Eve intentó contenerse la risa, pero no pudo.
—Bueno, en serio —dijo finalmente—. ¿Qué voy a hacer?
—Piense en el rey y en la nación, supongo —dijo—. Y en Anna Rabinovich.
En Fortnum & Mason, Eve insistió en que Daniel la esperara fuera. Si iba a hacer el ridículo, le dijo, prefería hacerlo ella sola.
—Bien —dijo él. Se recostó sobre la pared de la tienda con los brazos cruzados—. No me moveré de aquí. A menos que me arresten por andar merodeando por esta zona.
Ella puso los ojos en blanco ante la broma.
—Deséeme suerte —le pidió Eve.
—Buena suerte —dijo él, enseñándole los dedos cruzados.
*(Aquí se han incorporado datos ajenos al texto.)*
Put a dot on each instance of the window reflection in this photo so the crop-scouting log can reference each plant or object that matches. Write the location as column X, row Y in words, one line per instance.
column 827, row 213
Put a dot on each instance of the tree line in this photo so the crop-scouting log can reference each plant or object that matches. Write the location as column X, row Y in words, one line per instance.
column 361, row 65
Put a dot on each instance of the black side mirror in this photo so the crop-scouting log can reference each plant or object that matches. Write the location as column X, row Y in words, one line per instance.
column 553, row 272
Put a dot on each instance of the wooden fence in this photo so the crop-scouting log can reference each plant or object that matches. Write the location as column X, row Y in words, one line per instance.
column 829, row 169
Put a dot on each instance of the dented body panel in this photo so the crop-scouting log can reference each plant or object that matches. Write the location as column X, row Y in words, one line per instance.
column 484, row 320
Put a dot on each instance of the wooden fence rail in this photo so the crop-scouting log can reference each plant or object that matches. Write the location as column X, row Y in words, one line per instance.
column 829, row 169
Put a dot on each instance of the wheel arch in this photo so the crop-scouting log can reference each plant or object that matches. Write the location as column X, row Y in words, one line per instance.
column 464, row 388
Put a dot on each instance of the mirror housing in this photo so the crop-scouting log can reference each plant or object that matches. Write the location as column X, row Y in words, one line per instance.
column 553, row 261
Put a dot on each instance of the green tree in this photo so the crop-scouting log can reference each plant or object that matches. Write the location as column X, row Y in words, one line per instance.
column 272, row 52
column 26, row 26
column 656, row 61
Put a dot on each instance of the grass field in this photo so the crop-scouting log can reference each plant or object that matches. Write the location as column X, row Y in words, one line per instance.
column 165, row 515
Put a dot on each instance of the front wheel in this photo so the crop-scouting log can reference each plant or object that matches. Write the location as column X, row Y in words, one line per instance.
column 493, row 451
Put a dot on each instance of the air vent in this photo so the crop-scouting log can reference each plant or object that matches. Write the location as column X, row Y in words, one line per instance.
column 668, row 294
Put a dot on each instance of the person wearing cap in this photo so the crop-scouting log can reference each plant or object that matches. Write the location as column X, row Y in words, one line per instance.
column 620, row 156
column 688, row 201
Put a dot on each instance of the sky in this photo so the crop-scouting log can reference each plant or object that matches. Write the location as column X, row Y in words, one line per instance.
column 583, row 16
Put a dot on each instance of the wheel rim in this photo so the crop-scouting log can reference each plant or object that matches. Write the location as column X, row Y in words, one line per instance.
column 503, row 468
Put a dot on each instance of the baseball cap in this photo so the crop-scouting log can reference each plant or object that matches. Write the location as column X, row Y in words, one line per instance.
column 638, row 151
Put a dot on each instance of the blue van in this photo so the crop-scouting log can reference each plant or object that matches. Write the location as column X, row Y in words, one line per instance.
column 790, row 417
La sonrisa de Daniel, para gran sorpresa de Eve, le provocó una oleada de jovialidad que le recorrió el cuerpo. Le hacía sentir, en medio de aquel ajetreo de viandantes y vehículos, como si fuera la única persona a la que podía ver. ¿Le había sonreído alguien de aquel modo alguna vez? Eve no creía que hubiera ocurrido tal cosa, porque la recordaría de ser así.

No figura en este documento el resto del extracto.